Wednesday, 29 August 2018

One new, one old



I’d almost forgotten this blog exists. The output this year has been pathetic. But now that fewer people (I think) follow these creaky old things, I’ll put more effort into it. The excuse to get going again is publication of CBe’s second book of the year, City Works Dept. by Philip Hancock. Ken Loach: ‘Phil Hancock’s insights are precise and authentic – he is part of the great tradition of writers who capture the true spirit of working-class life.’ More information – and a ‘buy now’ button – here.

Meanwhile, since downscaling CBe a couple of years ago I’ve had more time to read, and most of the books I’ve been reading have not been the ones you can buy in bookshops, either because they are out of print or because bookshops don’t have the space to stock them (even the new ones tend to vanish after a few months, to be replaced by the even newer). So I’ve been using online shops. This is what they are for: getting hold of books that even the very lovely local independent bookshop doesn’t have in stock, the shop which itself is often going to have difficulty ordering in if the book is not in stock with either of the two major wholesalers (which most CBe books are not: another story).

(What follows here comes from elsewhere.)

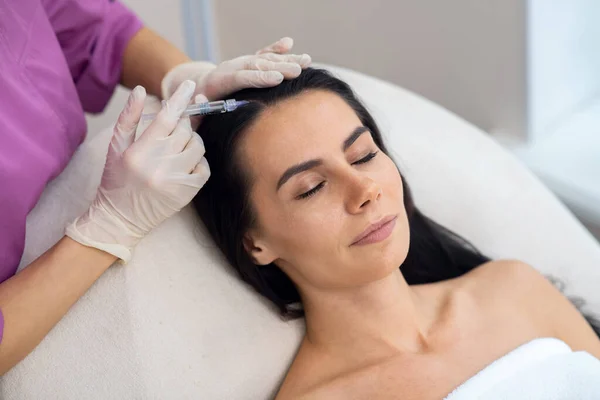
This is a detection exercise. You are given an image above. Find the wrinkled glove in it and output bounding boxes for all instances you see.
[161,37,311,102]
[66,80,210,262]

Online booksellers are, for my purposes, necessary and wonderful.

I’ve also been re-reading from my shelves. This one, for example, by Natalia Ginzburg:



A man leaves Italy to go to live with his older brother in the US. He’s a man with bony legs and cold hands and the reasons why he goes to the US are unclear even to himself: ‘I’m someone who doesn’t know what to be and who stares at everything indecisively.’ The City and the House consists of letters written to the man by members of the close group of friends he was a part of before he left, and his own letters to them, and letters between the friends. Over the course of two and a half years people fall in and out of love, marry and separate, worry about money and old age, work and cook meals and make mistakes and die (of illness but also guns and knives). A soap opera? Yes, in a way, but all the events happen off-stage and any melodrama is filtered through the medium – letters – in which the events are recounted by one character to another, retrospectively. A step back. Taking another step back, an unnecessary step, I could say it’s a novel about how people explain (or fail to) their lives to themselves, which sounds like a private activity but can’t be because we are social beings. It’s very subtle, very moving. It was written, I think, in the early 1980s (it was first published in Italy in 1985, and by Carcanet in Dick Davis’s English translation in 1986) – probably the last years in which a contemporary epistolary novel was possible, before letters largely gave way to email, so it’s a book you read historically but it hasn’t dated.

Natalia Ginzburg’s The Little Virtues has recently been re-issued by Daunt Books; her Family Lexicon will follow in September. Good. And good, too that Penguin have recently re-issued novels by Alfred Hayes, who I’ve written about before. (Who decides which books get published and which not? God, obviously. And who decides which books get translated from one language into another, and which out-of-print books get re-issued? Same person. He/she works in mysterious ways.)